Now to pieces I 100% agree with, consistent football philosophy, the swings have hurt us with a squad built for multiple managers, it also dilutes our brand having Conte/Jose/Frank type managers, more than most we have had a claim to at least trying to play entertaining football. That said as fans, we would have to accept that a club that runs that way will not hire big name managers (unless you get very lucky and find one that somehow plays your style), Spurs may have to be content with more "aligned to attacking/possession" than say a scenario where club dictates style/formation/players and managers align (and I'm not sure any elite club does that anyway)

Re sale of club, I don't think it happens, and the chances of it happening with a good outcome is pretty low
- The last two big owners in PL are Saudi Sportswashing Machine and Chelsea, Chelsea is an utter clusterfudge and probably has long term financial viability issues at this point and lots of rumours that the Saudi's are tied of Saudi Sportswashing Machine, the limitations and would likely move on if given chance.
- Middle East money into Sportswashing is probably dead at this stage (they have bigger problems)
- Private Equity/American investment is a disaster, the bankruptcy rate on firms bought by PE is something like10X the average, they only know how to pay execs and asset strip, not how to make anything successful, financially or product wise (see enbrickification)

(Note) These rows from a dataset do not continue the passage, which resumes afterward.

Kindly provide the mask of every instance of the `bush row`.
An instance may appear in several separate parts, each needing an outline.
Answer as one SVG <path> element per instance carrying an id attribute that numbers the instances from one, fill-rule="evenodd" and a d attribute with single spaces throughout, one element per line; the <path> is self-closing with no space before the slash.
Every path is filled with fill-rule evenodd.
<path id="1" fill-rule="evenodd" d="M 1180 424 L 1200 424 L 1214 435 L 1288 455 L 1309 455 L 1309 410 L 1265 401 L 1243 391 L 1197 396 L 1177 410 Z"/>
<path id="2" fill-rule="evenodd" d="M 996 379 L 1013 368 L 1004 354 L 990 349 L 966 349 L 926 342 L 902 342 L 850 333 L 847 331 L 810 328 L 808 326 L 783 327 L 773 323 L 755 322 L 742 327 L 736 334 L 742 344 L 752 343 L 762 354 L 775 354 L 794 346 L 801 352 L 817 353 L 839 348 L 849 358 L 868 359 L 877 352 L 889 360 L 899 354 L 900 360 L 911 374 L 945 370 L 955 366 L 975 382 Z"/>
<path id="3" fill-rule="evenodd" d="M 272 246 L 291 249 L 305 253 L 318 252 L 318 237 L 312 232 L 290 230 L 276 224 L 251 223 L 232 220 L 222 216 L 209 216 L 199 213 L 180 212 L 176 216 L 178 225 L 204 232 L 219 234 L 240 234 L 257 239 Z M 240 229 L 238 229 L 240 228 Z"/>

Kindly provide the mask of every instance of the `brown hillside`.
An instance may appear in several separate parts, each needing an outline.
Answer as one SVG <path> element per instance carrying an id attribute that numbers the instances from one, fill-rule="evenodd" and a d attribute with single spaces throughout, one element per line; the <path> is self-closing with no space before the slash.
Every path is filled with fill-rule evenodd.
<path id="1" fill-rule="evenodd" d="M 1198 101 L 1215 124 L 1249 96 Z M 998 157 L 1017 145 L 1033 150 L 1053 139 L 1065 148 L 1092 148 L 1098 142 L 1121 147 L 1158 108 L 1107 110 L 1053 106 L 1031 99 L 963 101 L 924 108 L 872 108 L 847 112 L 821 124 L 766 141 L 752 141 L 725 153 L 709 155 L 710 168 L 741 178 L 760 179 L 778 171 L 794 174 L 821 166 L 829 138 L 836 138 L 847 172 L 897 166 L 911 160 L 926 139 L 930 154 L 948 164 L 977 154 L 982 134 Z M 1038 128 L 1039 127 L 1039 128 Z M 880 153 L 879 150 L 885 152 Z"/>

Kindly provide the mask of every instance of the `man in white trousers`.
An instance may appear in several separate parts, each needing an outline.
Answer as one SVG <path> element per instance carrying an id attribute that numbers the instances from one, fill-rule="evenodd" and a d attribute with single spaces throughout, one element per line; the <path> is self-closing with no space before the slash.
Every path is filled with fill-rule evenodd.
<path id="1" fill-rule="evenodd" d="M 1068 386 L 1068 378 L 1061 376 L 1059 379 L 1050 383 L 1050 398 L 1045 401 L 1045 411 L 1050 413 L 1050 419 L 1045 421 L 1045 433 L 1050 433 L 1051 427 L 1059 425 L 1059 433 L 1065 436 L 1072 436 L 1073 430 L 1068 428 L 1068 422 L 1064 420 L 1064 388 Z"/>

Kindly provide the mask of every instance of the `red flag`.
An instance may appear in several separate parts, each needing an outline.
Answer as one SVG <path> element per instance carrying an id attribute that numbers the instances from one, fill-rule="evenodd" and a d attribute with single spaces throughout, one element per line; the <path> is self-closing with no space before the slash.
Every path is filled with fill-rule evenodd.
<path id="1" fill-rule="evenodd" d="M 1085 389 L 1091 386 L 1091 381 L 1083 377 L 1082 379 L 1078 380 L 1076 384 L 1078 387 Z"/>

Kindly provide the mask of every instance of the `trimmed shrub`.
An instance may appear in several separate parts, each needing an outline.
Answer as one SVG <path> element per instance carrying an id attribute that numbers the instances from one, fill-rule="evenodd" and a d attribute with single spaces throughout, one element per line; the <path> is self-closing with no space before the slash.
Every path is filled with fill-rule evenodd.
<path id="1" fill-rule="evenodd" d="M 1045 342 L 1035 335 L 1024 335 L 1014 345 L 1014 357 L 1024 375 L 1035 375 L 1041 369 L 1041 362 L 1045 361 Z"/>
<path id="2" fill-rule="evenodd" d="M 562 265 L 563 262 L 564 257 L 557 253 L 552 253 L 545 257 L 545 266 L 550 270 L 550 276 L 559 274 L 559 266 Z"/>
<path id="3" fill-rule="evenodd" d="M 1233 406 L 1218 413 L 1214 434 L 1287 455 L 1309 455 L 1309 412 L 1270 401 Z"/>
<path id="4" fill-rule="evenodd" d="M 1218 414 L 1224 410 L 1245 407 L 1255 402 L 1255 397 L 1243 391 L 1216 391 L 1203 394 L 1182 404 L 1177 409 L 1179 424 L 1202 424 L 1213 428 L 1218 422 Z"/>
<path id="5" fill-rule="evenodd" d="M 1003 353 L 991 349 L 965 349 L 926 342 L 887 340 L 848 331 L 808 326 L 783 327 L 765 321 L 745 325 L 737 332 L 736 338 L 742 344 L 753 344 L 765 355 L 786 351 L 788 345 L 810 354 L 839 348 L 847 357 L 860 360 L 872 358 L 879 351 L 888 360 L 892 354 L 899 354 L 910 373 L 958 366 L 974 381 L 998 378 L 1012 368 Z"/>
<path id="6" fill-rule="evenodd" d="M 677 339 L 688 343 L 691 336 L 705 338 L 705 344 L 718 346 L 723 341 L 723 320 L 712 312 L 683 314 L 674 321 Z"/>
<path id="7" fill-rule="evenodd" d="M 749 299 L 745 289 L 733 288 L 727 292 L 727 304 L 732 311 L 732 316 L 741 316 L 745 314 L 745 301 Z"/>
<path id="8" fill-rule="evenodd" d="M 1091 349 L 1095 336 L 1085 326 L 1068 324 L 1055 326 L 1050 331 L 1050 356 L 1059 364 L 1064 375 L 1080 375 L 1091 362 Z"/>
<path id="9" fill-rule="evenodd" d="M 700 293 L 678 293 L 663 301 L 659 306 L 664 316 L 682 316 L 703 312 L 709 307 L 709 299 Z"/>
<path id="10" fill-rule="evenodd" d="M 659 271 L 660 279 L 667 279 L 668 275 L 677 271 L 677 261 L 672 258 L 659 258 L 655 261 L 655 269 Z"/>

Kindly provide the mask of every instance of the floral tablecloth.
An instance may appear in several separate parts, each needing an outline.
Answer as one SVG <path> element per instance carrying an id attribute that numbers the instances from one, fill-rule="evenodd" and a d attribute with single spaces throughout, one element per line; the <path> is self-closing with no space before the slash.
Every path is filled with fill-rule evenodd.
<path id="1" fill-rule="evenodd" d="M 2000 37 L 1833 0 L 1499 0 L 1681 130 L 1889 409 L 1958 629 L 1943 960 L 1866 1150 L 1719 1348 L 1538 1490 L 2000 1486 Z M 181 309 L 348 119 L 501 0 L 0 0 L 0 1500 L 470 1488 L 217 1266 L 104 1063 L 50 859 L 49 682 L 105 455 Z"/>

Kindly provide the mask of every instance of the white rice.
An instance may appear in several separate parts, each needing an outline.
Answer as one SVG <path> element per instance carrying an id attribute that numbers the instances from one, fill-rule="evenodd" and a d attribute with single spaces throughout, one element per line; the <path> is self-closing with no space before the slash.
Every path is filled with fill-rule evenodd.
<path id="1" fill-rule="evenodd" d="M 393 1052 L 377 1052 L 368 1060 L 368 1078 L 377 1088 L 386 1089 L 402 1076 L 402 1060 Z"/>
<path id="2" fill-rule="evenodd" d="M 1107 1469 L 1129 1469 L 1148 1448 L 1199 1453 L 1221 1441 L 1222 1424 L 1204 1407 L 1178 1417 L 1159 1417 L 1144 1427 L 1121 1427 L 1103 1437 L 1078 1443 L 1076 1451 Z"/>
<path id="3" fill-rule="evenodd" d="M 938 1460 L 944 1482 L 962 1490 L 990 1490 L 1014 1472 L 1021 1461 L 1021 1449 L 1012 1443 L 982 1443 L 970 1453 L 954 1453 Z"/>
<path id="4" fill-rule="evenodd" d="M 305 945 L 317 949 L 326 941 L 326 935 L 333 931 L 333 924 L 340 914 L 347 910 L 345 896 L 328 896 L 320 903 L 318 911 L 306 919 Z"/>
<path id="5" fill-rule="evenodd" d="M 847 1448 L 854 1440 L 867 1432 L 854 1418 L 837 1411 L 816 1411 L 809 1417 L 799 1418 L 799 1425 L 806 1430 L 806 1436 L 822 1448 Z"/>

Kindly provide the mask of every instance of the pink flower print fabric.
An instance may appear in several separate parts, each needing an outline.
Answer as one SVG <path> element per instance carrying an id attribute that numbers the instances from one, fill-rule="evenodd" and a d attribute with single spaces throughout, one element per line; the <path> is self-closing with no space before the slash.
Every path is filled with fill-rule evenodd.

Our best hope is the owners eat some humble pie (Levy wasn't that easy to replace), be ruthless with the failures (Vinai/Lange/medical team/etc) and understand that success requires constant investment, and while commercial revenue will offset large parts of that, some years you just have to go to your pockets.
 
The timing of the Levy removal was awful and utterly destabilizing. It paid little attention to the human side of football/need for fluid calmer transition as opposed to majot upheaval.
When I speak about fan connection I mean as a club, not specific depts or areas. I agreed with Gary Neville when he said he thought the 'together always' signs were a bit like those awful motivational posters some offices used to put up. We need some people in there that both love and understand this club deeply. Yes, credit for De Zerbi but their previous errors made that the bare, bare minimum. They need to stand up and do some serious self-reflection on all the things they got wrong. Judging by Charrington's statement, they might do on the football/transfer side, which again is the bare, bare minimum. The rest? Well it will all be Levy's fault, and whilst I agree he is responsible for much of the football side, he was an operator for the family too, and as such they are also somewhat responsible. I have heard some nasty rumours regarding trigger reasons why it happened so fast; those are best left well alone. I willl be interested to see if this whole thing gets uglier. But in short, IMO, they need to be honest with themselves too and not use the convenient excuse. My issue with Venkatesham is that he should've advised the Lewis Family harder not to throw us into turmoil they way they did (again my opinion). One poster here suggested that Lange looks like he'll be shunted back into youth talent spotting in a glorified role. That would be the bare minimum. He cannot remain as our Dof IMO.

I think Levy, Ange and Son (all very different roles in the club) all leaving at same time tore the club apart, they were all huge voices and the void and comparisons don't come off well.

There is lot re Levy we may never know, I will say Simon Jordan's views on Spurs (his personality aside) over last few weeks at minimum indicates he feels they did Levy dirty (but as a fanbase we probably should leave the dead buried)

Charrington's statement is actually the most professional thing I've seen out of the club for post Levy and again highlights the difference between and executive and managers (Vinai/Lange), and he does say "did not have the right expertise in key roles", I expect they will buy but they/he/someone needs to assume the Levy role. Even if they do it for self preservation as Levy took so much as their front over the years.